Currency Wars – Japan’s Central Bank Strikes Back

Japan ups the ante with policy makers eyeing monetary policy as a means to weaken their currency but where will it end…

Currency wars is not exactly the stuff of the latest blockbuster showing at the cinema but the issue is making headlines and setting pulses racing.  And it is the normal staid world of monetary policy that is the cause of the tensions.  In the face of weak economic growth, most central banks in developed countries tend to set interest rates close to zero and have had to resort to the unconventional tactic of quantitative easing or the buying of bonds to increase the money supply.  Creating more money in this way has an added effect of also reducing the value of the currency (see Where is all the money going? for more on quantitative easing) and a lower currency is helpful for exporters trying to sell their goods overseas.  With more quantitative easing acting to prompt more exporting, it is an easy way to help out businesses who may be suffering from sluggish demand in their domestic market.  So with quantitative easing all the rage, are central banks set to battle it out to see who can print the most money?

Central banks are not typically caught up in efforts to stimulate the economy.  Their role typically involves maintaining inflation near a target level.  However, the persistent stagnation in the global economy combined with high levels of debt in many countries has taken away governments’ abilities to revive the economy through increased spending or lower taxes.  As such, central banks have been enlisted to combat the worst economic slump since the Great Depression.  Quantitative easing was initially called into service as a boost to the economy but its effects on the currency markets have not gone unnoticed.

The latest salvo which has ramped up tensions was the Bank of Japan (the central bank in Japan) raising its inflation target from 1% to 2% following political pressure from the newly elected government in Japan.  It is not the action of the Japanese central bank that is causing concerns but that the Bank of Japan acted under a barrage of pressure from the government.  It is seen as crucial that central banks are allowed to operate for the good of the economy free from outside influences.  This independence from political pressure is the crux of the argument for central banks being entrusted with monetary policy (see More Power to Economists for more on why this is the case).

The flip side of the coin is that Japan has fallen victim to peculiarities of the currency markets following the onset of the global financial crisis in 2008.  Normally, the value of a currency would fall when the economy is doing poorly but the opposite has happened to the yen which surged in strength from above Y120 per US$ in 2007 to below Y80 per US$ in 2012.  So, as well as a recession in their home market and a drop in global demand for exports, Japanese business were under fire due to a strong currency resulting in the prices of goods exported from Japan becoming more expensive in foreign markets (for more detail, refer to Yen as Weathervane).  As a result, Japan posted its largest ever trade deficit in 2012 which is a sharp turnaround for a country known for its exporting prowess.

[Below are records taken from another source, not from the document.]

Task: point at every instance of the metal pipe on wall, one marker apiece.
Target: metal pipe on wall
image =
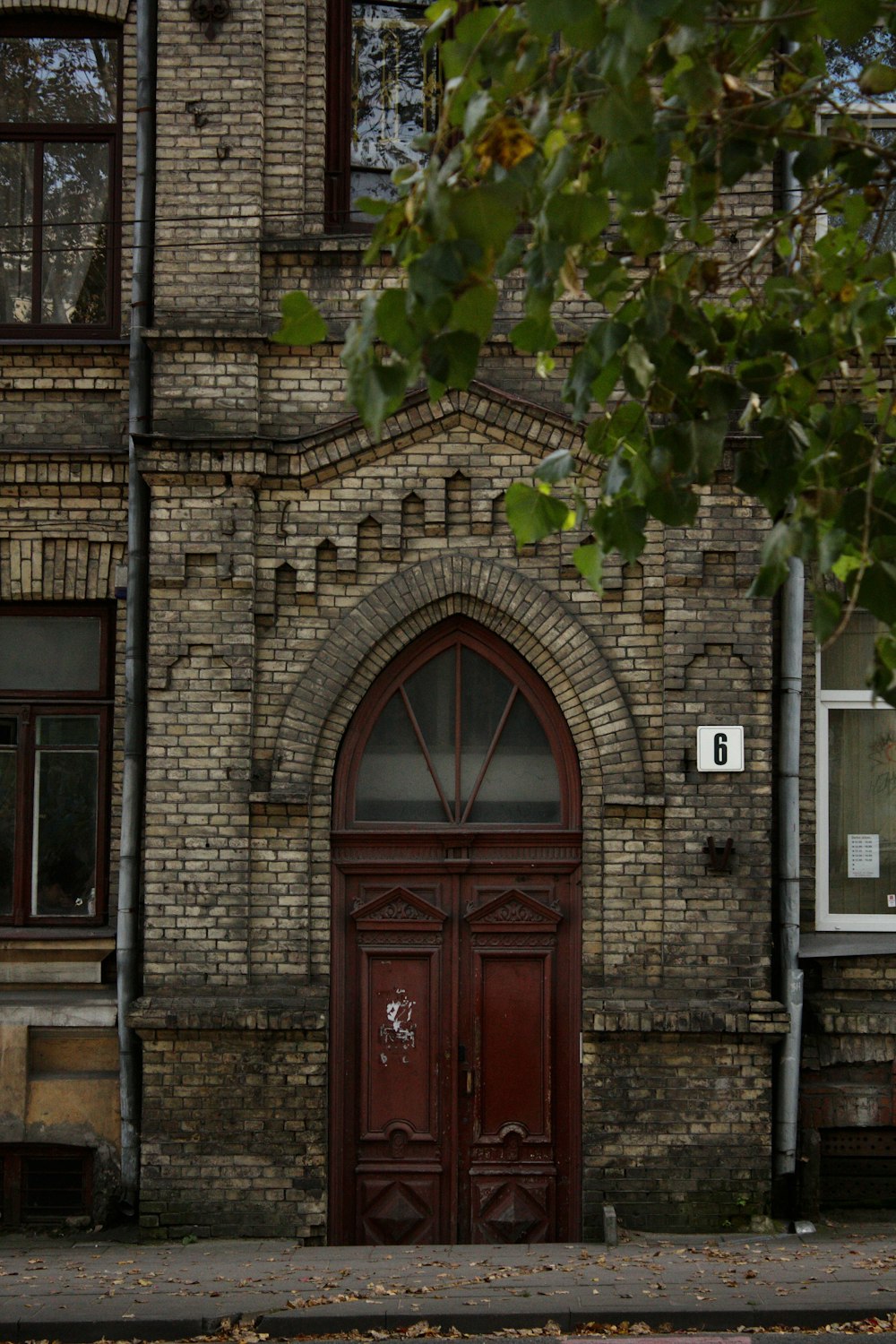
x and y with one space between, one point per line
791 978
137 607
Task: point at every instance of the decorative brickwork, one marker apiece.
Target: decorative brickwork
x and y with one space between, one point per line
290 559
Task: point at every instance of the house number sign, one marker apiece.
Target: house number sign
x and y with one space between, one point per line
720 746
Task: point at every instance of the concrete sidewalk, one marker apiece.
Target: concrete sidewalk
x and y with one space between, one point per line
81 1289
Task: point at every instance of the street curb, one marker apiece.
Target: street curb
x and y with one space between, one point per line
314 1327
474 1320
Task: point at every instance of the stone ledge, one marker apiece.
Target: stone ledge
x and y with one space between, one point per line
220 1010
861 1016
743 1019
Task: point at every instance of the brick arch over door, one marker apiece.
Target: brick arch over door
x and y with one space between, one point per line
113 10
408 605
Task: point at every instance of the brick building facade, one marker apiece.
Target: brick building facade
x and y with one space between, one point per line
293 566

The new stance by the central bank in Japan had the desired effect with the yen dropping back above Y90 per $US but the plunge in the yen is based on market expectations of what could happen as the Bank of Japan has yet to do anything.  Furthermore, it is even unclear on what Japan’s central bank will do to work toward a “medium to long-term” goal of 2% inflation.  The Bank of Japan has not had any luck in lifting the country out of deflation and reaching its prior target of 1% inflation so it remains to be seen whether the shift in stance will have any effect.  An immediate change is the further politicization of central banks who have gradually been given more responsibility for the economy than was part of their initial remit.  The use of monetary policy as means of manipulating the currency is now in the sights of policymakers across the globe.  This poses the question - do other countries dare follow Japan’s lead?  There might be a sequel: ‘Currency Wars - Return of the Printing Presses’?